Re: [PATCH v2 -tip] x86/percpu: Use C for arch_raw_cpu_ptr()

From: Linus Torvalds
Date: Wed Oct 18 2023 - 16:22:45 EST


On Wed, 18 Oct 2023 at 12:33, Uros Bizjak <ubizjak@xxxxxxxxx> wrote:
>
> This pach works for me:

Looks fine.

But you actually bring up another issue:

> BTW: I also don't understand the comment from include/linux/smp.h:
>
> /*
> * Allow the architecture to differentiate between a stable and unstable read.
> * For example, x86 uses an IRQ-safe asm-volatile read for the unstable but a
> * regular asm read for the stable.

I think the comment is badly worded, but I think the issue may actually be real.

One word: rematerialization.

The thing is, turning inline asm accesses to regular compiler loads
has a *very* bad semantic problem: the compiler may now feel like it
can not only combine the loads (ok), but also possibly rematerialize
values by re-doing the loads (NOT OK!).

IOW, the kernel often has very strict requirements of "at most once"
behavior, because doing two loads might give different results.

The cpu number is a good example of this.

And yes, sometimes we use actual volatile accesses for them
(READ_ONCE() and WRITE_ONCE()) but those are *horrendous* in general,
and are much too strict. Not only does gcc generally lose its mind
when it sees volatile (ie it stops doing various sane combinations
that would actually be perfectly valid), but it obviously also stops
doing CSE on the loads (as it has to).

So the "non-volatile asm" has been a great way to get the "at most
one" behavior: it's safe wrt interrupts changing the value, because
you will see *one* value, not two. As far as we know, gcc never
rematerializes the output of an inline asm. So when you use an inline
asm, you may have the result CSE'd, but you'll never see it generate
more than *one* copy of the inline asm.

(Of course, as with so much about inline asm, that "knowledge" is not
necessarily explicitly spelled out anywhere, and it's just "that's how
it has always worked").

IOW, look at code like the one in swiotlb_pool_find_slots(), which does this:

int start = raw_smp_processor_id() & (pool->nareas - 1);

and the use of 'start' really is meant to be just a good heuristic, in
that different concurrent CPU's will start looking in different pools.
So that code is basically "cpu-local by default", but it's purely
about locality, it's not some kind of correctness issue, and it's not
necessarily run when the code is *tied* to a particular CPU.

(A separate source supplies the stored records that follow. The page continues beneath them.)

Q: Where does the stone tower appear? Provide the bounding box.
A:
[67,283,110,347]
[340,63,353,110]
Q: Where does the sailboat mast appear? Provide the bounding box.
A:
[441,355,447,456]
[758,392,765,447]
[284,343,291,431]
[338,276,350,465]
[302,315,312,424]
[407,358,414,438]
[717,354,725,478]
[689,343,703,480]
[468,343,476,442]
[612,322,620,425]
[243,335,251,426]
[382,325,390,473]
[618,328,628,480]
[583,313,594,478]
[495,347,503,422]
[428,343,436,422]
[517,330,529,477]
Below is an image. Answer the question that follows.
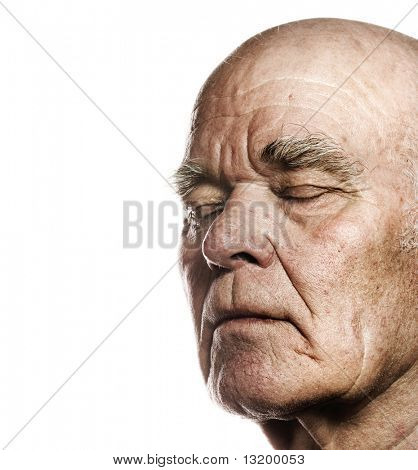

But what *is* important is that 'start' have *one* value, and one
value only. So look at that loop, which hasically does

do {
.. use the 'i' based on 'start' ..
if (++i >= pool->nareas)
i = 0;
} while (i != start);

and it is very important indeed that the compiler does *not* think
"Oh, I can rematerialize the 'start' value".

See what I'm saying? Using 'volatile' for loading the current CPU
value would be bad for performance for no good reason. But loading it
multiple times would be a *bug*.

Using inline asm is basically perfect here: the compiler can *combine*
two inline asms into one, but once we have a value for 'start', it
won't change, because the compiler is not going to decide "I can drop
this value, and just re-do the inline asm to rematerialize it".

This all makes me worried about the __seg_fs thing.

For 'current', this is all perfect. Rematerializing current is
actually better than spilling and reloading the value.

But for something like raw_smp_processor_id(), rematerializing would
be a correctness problem, and a really horrible one (because in
practice, the code would work 99.9999% of the time, and then once in a
blue moon, it would rematerialize a different value).

See the problem?

I guess we could use the stdatomics to try to explain these issues to
the compiler, but I don't even know what the C interfaces look like or
whether they are stable and usable across the range of compilers we
use.

Linus